At various times, I was wandering alone or with other prop people. There were small doors or compartments, John Malkovich size, around in various rooms, several painted shut. Outside a deck off one building was a large body of water, small waves like an inland sea or calm ocean. It was all water out one window, but outside another window, the surface of the water was covered in a caramel magic-shell, with woody junk sprinkled like nuts atop it. The junk was large-ish, furniture scale, but at the eye’s distance was very like crushed walnuts a top a sundae. It still moved like water, which was clearly under the cracking sheets of caramel surface. Some parts of the caramel looked as if poured and hardened onto a wave and they spiked up firmly to the lovely sky above. It was far too large a body of water to be covered in anything and the closest visual I can offer outside my own head is the from trash compactor scene from Star Wars. The water moved like that water did, but not nasty and monster infested.

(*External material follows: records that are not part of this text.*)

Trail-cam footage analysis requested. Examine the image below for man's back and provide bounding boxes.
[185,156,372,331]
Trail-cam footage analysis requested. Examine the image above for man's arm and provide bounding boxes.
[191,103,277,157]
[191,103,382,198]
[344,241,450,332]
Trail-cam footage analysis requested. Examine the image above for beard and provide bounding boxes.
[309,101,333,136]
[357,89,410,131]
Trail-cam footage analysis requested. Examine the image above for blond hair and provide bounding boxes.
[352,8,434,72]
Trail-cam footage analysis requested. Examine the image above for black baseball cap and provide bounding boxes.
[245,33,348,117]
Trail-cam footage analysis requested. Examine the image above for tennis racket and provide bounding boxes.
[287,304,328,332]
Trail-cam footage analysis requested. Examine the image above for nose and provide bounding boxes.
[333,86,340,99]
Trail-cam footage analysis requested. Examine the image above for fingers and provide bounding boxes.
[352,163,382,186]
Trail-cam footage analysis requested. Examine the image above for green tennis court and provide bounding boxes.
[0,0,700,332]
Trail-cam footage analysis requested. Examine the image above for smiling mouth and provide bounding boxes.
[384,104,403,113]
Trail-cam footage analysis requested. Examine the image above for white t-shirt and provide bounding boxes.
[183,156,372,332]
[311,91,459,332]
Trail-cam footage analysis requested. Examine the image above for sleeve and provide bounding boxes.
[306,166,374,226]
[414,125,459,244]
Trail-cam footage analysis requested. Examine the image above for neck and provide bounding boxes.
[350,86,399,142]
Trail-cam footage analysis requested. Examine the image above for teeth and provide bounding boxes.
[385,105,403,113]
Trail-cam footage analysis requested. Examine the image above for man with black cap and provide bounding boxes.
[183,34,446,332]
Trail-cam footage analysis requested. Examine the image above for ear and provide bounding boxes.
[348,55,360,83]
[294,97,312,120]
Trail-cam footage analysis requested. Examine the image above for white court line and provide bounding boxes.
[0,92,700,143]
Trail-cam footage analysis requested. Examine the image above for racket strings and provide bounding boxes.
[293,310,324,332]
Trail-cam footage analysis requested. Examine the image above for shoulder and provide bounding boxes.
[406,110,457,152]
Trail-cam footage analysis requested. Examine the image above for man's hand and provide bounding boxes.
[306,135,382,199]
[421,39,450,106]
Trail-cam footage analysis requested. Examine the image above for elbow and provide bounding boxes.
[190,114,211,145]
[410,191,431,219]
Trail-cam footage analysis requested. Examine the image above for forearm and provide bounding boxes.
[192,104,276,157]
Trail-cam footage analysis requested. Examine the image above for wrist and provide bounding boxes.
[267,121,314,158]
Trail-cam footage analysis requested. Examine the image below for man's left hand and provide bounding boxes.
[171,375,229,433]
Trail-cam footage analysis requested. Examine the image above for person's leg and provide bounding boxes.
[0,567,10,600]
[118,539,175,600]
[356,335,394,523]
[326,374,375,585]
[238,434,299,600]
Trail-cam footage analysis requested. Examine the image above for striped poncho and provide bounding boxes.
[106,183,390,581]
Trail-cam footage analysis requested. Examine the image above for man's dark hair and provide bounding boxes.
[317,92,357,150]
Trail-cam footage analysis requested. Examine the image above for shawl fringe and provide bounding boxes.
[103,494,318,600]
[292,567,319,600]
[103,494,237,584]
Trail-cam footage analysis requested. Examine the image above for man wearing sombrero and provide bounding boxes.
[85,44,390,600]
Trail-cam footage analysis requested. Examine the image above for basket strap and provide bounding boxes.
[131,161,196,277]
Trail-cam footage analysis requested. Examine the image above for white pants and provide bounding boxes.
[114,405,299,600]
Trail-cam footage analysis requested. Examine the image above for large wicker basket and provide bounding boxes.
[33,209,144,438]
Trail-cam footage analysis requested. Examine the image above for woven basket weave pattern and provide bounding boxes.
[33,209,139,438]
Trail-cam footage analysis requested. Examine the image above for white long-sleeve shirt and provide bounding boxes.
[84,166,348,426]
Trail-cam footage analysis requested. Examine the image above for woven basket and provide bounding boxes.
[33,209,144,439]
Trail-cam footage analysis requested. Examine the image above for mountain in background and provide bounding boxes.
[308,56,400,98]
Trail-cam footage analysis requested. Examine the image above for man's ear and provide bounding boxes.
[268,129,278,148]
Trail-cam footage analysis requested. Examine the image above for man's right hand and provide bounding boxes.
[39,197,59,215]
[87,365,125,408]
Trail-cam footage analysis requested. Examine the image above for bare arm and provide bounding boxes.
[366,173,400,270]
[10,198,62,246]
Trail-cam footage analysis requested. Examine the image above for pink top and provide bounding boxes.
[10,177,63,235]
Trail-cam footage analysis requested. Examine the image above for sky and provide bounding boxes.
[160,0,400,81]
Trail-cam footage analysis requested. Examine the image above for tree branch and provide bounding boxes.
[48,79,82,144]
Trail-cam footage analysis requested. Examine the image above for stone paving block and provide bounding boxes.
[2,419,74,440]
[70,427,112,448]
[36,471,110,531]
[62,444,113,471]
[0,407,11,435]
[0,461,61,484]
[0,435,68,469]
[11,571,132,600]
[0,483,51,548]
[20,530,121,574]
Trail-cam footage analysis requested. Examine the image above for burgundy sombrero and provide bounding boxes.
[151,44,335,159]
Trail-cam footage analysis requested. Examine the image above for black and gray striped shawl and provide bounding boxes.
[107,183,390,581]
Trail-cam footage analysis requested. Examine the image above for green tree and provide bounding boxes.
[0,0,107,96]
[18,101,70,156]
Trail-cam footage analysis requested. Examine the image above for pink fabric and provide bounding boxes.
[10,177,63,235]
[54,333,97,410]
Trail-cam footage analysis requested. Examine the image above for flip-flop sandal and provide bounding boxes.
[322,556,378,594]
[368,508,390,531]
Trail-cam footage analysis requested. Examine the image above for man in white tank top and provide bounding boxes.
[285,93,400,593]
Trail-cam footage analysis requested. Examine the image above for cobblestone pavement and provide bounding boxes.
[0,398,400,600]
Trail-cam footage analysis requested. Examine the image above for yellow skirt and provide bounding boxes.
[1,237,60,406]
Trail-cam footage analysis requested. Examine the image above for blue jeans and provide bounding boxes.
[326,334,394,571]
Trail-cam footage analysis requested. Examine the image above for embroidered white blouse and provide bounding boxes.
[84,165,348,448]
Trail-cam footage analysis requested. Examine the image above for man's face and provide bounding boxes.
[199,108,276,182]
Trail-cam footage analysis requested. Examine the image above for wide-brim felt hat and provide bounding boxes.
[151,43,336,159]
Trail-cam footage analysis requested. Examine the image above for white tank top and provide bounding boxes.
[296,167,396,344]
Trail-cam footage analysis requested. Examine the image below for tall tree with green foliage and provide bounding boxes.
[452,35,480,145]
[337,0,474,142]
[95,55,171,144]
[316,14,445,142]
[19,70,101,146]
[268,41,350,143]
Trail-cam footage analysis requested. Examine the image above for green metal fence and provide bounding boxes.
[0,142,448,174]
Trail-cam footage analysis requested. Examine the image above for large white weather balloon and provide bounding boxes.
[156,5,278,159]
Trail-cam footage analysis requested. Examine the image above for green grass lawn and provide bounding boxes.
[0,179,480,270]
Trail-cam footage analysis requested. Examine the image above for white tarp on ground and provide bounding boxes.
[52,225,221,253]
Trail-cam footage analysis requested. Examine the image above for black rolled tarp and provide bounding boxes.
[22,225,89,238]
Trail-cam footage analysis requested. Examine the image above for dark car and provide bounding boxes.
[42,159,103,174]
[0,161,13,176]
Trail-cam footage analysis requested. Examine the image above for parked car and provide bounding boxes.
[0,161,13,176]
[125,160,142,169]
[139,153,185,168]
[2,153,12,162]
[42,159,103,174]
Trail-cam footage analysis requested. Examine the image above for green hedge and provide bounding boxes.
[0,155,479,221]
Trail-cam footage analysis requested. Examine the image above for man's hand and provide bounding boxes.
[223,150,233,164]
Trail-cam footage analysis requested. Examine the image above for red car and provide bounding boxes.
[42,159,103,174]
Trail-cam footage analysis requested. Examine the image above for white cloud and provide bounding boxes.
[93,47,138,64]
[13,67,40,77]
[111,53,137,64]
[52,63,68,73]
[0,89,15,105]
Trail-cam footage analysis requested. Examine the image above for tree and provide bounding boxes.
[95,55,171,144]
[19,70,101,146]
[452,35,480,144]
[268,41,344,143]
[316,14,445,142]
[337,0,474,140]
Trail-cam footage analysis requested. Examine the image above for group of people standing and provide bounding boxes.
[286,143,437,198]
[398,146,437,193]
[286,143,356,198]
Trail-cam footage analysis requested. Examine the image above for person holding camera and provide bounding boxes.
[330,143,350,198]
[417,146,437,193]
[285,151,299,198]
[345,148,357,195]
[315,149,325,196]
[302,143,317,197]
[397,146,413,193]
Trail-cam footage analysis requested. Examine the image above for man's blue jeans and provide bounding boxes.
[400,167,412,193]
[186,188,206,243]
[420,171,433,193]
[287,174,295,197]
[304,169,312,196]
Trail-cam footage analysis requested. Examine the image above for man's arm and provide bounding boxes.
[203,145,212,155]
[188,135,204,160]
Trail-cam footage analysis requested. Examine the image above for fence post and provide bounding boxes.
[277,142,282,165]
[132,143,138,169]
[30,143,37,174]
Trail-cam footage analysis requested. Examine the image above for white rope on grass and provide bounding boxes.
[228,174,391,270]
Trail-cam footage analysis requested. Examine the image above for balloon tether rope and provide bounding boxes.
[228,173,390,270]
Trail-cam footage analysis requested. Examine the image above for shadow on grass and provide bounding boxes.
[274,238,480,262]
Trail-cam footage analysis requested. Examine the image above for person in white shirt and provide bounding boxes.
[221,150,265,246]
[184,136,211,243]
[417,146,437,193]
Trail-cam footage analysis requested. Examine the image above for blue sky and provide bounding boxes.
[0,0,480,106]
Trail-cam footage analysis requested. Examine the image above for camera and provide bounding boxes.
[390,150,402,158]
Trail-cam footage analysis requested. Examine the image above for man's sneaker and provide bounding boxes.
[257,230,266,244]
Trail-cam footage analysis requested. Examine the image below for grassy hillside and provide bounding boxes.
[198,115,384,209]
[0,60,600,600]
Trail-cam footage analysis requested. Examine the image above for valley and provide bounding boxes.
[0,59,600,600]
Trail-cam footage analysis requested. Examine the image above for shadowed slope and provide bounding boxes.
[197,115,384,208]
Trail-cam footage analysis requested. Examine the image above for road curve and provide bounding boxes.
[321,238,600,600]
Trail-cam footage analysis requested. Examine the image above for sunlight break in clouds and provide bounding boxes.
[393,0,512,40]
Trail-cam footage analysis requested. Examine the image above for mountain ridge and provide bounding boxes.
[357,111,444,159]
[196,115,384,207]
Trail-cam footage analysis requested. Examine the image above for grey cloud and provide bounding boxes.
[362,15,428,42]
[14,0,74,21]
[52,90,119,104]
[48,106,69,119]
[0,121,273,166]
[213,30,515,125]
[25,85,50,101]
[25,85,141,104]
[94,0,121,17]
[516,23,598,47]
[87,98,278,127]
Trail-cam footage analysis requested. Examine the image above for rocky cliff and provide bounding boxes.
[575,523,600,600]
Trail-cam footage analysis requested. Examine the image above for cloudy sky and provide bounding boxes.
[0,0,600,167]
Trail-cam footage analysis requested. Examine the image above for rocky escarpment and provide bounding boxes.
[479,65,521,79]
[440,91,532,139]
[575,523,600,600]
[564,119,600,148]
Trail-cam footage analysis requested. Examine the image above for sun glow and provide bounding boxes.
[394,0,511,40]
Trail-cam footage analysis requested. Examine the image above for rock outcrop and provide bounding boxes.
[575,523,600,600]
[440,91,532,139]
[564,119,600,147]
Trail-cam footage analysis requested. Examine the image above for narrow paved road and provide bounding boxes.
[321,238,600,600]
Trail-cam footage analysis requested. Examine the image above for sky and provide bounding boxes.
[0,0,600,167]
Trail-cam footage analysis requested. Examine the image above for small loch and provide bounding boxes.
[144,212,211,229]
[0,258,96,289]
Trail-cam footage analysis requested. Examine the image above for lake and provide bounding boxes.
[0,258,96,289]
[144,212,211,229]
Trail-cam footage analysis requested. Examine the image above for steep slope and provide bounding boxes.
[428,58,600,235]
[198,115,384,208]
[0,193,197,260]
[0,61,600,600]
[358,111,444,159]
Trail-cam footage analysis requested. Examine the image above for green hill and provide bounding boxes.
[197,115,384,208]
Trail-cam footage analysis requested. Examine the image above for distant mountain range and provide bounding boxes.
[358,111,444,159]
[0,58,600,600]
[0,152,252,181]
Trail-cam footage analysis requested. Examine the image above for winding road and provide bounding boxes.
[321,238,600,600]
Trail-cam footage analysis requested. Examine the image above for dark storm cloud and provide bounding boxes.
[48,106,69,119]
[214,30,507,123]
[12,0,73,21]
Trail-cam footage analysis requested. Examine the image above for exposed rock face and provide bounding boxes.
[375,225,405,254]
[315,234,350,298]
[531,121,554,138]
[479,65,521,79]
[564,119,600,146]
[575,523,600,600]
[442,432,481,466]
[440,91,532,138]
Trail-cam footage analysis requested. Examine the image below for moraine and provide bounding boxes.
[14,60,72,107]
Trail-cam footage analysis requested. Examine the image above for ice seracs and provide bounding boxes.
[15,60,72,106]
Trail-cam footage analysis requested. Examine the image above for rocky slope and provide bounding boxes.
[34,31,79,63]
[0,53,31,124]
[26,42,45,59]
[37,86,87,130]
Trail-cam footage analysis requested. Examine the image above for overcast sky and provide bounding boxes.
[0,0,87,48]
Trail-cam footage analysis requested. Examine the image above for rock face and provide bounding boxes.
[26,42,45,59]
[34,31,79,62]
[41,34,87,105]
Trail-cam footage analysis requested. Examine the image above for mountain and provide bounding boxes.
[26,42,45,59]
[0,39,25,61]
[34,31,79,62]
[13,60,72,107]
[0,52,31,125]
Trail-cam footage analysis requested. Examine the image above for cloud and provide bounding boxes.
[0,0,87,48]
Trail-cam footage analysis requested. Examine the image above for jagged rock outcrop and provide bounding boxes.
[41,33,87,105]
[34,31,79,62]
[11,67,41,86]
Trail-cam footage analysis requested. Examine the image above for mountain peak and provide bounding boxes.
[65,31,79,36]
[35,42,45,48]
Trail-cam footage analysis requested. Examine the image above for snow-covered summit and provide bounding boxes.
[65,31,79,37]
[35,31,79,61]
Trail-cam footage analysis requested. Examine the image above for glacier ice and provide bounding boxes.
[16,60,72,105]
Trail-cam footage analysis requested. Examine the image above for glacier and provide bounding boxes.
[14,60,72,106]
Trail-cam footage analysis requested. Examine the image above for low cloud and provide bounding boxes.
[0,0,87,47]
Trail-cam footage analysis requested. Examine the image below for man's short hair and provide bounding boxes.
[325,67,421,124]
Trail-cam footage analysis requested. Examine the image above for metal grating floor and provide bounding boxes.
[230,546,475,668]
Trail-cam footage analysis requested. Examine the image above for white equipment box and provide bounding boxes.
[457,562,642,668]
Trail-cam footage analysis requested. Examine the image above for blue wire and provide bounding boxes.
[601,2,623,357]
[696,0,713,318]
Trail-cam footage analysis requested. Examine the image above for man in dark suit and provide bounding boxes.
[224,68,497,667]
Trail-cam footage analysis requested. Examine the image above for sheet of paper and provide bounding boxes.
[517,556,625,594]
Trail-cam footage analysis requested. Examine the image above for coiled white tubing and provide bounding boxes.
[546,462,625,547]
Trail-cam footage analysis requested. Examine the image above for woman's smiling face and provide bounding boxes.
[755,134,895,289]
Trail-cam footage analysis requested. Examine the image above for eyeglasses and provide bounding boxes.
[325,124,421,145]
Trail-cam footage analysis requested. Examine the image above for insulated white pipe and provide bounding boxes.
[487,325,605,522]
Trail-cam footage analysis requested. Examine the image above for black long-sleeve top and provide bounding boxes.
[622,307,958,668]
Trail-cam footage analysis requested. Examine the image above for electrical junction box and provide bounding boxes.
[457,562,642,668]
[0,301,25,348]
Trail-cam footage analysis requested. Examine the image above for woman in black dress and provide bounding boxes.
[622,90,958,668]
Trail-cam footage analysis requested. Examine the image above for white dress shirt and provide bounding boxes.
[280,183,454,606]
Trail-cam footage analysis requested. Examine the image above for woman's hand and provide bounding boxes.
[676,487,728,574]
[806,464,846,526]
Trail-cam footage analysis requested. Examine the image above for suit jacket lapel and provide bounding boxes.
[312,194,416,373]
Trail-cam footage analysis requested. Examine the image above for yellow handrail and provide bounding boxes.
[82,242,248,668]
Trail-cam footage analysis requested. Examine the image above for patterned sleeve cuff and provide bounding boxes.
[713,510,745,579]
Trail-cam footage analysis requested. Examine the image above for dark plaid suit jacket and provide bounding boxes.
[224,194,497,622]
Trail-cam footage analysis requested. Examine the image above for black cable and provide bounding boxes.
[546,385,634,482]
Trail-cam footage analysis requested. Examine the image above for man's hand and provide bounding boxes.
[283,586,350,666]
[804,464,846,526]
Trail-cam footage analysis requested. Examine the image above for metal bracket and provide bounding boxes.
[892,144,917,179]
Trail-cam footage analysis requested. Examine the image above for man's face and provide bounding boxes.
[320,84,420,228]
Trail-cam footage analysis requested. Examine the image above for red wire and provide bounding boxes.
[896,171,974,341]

Another building, walking alone now, I found a room with piles and piles of furniture. Decent stuff, mostly real wood, chairs upon chairs upon tables. Nothing fancy or antique, but the sort of student housing run of the mill heavy duty, lathed legs and rounded backs. It was an accepted dichotomy: beautiful clean air, sunny and bright, very California, yet with large debris in semi-tidy bunches, accepted as part of the scenery. It was even rather pretty. This walkthrough went on for many more rooms, all similar in the whiteness, odd shapes, almost warehousey at times, all empty except for the ones crammed with junk off in one corner. The junk was clearly left behind from previous owners, but it wasn’t as if the space was set up like a rooming house. Very odd. I walked through a lot of rooms and halls.

For the second time in as many weeks, I’ve had the sense of wanting to take pictures while dreaming. I miss my camera in my sleep. I could almost feel the emptiness the size and weight of the D70 in my hands, itching to pull the camera to my eyes to document the caramel ocean and the piles of stuff.

The earlier dream was in London, at night. It was probably more like NYC, but I decided it was London, so there you go. Kelly was showing me around as she apparently was more familiar. We were heading down a night-dark street in a misty half-rain. We ducked into a bar, didn’t feel like we wanted to stay, went back outside. We heard the rattle of gunfire, semi-automatic, and not too far away. I wanted to head off to find it, and I also wanted to take pictures of the way the misty wet dark hung in the air. There were stoplights and taller buildings in the distance that had a wonderful dank glow on them that was positively beautiful, if a bit scary. Kelly didn’t like the idea of being outside with the gunfight, and told me it was a bad idea while pulling me back inside the pub. I was letting her pull me as I stared behind us, up to the sky, echoing with shots.